Une biopsie ostéomédullaire pour diagnostiquer la mastocytose systémique
Un an plus tard, Isabelle est hospitalisée à l’Hôpital de la Pitié Salpêtrière afin de faire tous les examens nécessaires au diagnostic, comprenant, entre autres, une biopsie ostéomédullaire qui a été très douloureuse. “Il semblerait que la table externe soit plus dure chez les malades donc c’est plus long et ça fait plus mal que chez un patient non mastocytaire”, explique Isabelle qui souhaiterait que des progrès soient faits de ce côté-là. Cet acte médical consiste à prélever un fragment osseux d’environ 1 cm de long sur la face postérieure de l’os iliaque (situé dans le bassin), à l’aide d’un trocart.

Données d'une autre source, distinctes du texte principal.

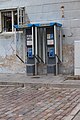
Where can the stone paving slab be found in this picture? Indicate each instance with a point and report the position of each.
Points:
(22, 79)
(37, 103)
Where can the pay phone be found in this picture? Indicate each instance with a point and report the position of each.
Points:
(51, 53)
(30, 58)
(50, 50)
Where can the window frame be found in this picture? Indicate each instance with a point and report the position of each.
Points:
(19, 17)
(12, 16)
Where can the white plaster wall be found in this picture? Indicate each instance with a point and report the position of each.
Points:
(9, 63)
(47, 10)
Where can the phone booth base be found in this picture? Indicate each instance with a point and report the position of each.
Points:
(51, 69)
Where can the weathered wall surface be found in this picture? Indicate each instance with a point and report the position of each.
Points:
(9, 63)
(41, 11)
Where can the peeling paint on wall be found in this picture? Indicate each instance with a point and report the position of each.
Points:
(68, 60)
(9, 63)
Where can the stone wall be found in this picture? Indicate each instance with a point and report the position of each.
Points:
(43, 11)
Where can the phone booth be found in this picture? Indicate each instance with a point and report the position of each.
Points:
(42, 47)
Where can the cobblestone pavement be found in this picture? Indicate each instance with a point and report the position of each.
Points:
(37, 103)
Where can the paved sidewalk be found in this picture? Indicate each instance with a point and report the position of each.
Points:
(38, 103)
(44, 97)
(56, 81)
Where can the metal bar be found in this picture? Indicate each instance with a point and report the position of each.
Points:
(12, 21)
(18, 15)
(55, 39)
(32, 41)
(60, 44)
(36, 69)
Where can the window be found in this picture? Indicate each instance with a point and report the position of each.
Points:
(10, 18)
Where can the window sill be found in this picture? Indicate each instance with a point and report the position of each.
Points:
(7, 33)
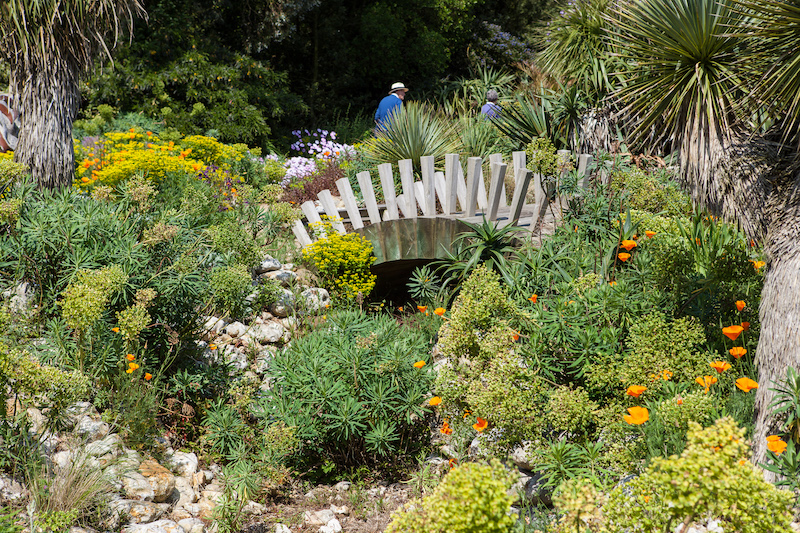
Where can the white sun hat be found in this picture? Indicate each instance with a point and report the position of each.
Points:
(398, 86)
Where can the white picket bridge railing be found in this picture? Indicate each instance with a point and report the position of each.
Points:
(460, 195)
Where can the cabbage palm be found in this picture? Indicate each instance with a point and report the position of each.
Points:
(694, 81)
(50, 45)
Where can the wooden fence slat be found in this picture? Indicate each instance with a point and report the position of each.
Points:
(519, 196)
(441, 188)
(498, 158)
(473, 179)
(427, 164)
(349, 199)
(451, 167)
(422, 200)
(365, 183)
(326, 199)
(389, 196)
(462, 188)
(301, 234)
(407, 180)
(496, 188)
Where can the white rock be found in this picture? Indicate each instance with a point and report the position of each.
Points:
(110, 444)
(91, 429)
(268, 333)
(136, 487)
(284, 305)
(192, 525)
(315, 299)
(160, 526)
(318, 518)
(183, 463)
(235, 329)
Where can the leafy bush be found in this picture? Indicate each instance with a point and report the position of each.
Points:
(711, 479)
(472, 498)
(342, 262)
(352, 390)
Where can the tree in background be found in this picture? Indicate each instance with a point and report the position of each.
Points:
(50, 45)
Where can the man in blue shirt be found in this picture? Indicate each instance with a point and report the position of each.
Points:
(491, 109)
(391, 104)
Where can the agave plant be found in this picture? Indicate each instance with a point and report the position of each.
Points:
(414, 132)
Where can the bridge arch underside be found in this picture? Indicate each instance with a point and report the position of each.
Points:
(401, 245)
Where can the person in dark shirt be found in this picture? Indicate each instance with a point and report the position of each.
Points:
(491, 109)
(392, 103)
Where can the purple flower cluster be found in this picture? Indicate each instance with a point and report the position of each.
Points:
(320, 144)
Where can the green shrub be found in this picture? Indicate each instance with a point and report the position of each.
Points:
(351, 389)
(472, 498)
(711, 479)
(342, 262)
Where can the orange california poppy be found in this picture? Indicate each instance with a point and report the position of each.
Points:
(720, 366)
(746, 384)
(635, 390)
(775, 444)
(737, 352)
(732, 332)
(638, 415)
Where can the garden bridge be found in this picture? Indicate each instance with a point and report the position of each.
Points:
(421, 224)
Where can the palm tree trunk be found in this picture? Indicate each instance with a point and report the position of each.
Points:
(779, 343)
(49, 99)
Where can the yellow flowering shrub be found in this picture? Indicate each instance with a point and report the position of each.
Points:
(472, 498)
(342, 261)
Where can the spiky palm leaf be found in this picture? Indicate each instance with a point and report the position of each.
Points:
(415, 131)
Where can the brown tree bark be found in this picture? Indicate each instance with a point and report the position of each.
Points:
(49, 99)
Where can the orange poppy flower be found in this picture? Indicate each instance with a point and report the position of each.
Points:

Cela donne des renseignements sur l’état de la moelle osseuse, et dans le cas d’une mastocytose systémique, elle révèle une présence anormalement élevée de mastocytes.
Malgré le diagnostic, la jeune maman solo décide de continuer à exercer son métier. “Je suis assez volontaire et battante et je ne voulais pas m’avouer vaincue, donc je puisais dans mes réserves. Je refusais que la maladie entrave ma vie plus qu’elle ne le faisait déjà… Mais ça n’a pas été facile, notamment à cause des nombreuses hospitalisations de jour qui m’obligeaient à me mettre en arrêt, sans compter les effets secondaires des traitements qui me clouaient parfois au lit pendant un ou deux jours ensuite.”
Une maladie chronique “usante autant physiquement que psychologiquement”
Mais en février 2021, c’est le coup de massue pour Isabelle. “À cause de tous mes arrêts de travail, la Carmf [« sécu » des médecins, ndlr], m’a dit qu’elle me mettait en invalidité au 1er juillet prochain. Là j’ai vraiment eu la haine… ça a été très violent car ce n’était pas moi qui choisissais mais eux. Je me suis donc accrochée un peu plus, jusqu’au réveillon du nouvel an, où j’ai fait une crise majeure. J’ai alors été hospitalisée pendant trois jours, il a fallu me donner des corticoïdes, et là, je me suis dis qu’il fallait que j’arrête car sinon, j’allais y laisser ma peau. Finalement, je ne regrette pas d’être partie car j’étais au bout de mes réserves. Je me sens mieux aujourd’hui, j’ai moins de crises. Malgré tout, sans mes 9 heures de sommeil, je ne peux pas finir la journée !”
L’ancienne médecin a souhaité rejoindre l’association “Assomast”, qui tente de mettre un coup de projecteur sur cette maladie méconnue. “En tant que malade, je pense qu’on peut apporter des choses à travers notre vécu et notre expérience”, explique-t-elle. “Le plus dur est le côté chronique de la maladie, c’est vraiment terrible car il n’y a pas un jour où on peut se lever en se disant que tout va bien. Ça va bien dans l’instant présent, mais peut-être que dans deux heures on sera au bout de notre vie.”
Un autre pan de cette maladie est particulièrement difficile à vivre pour la sexagénaire. “On dit que les gens qui ont une mastocytose ont une tendance dépressive et surtout des troubles de la concentration et de la mémoire. Et c’est vrai qu’il y a des jours où j’ai l’impression d’avoir un égouttoir dans la tête… J’ai plein de pensées, mais je n’arrive pas à les organiser. Et je me rends compte que ça ne s’arrange pas du tout, au contraire… Cette maladie est usante autant physiquement que psychologiquement.”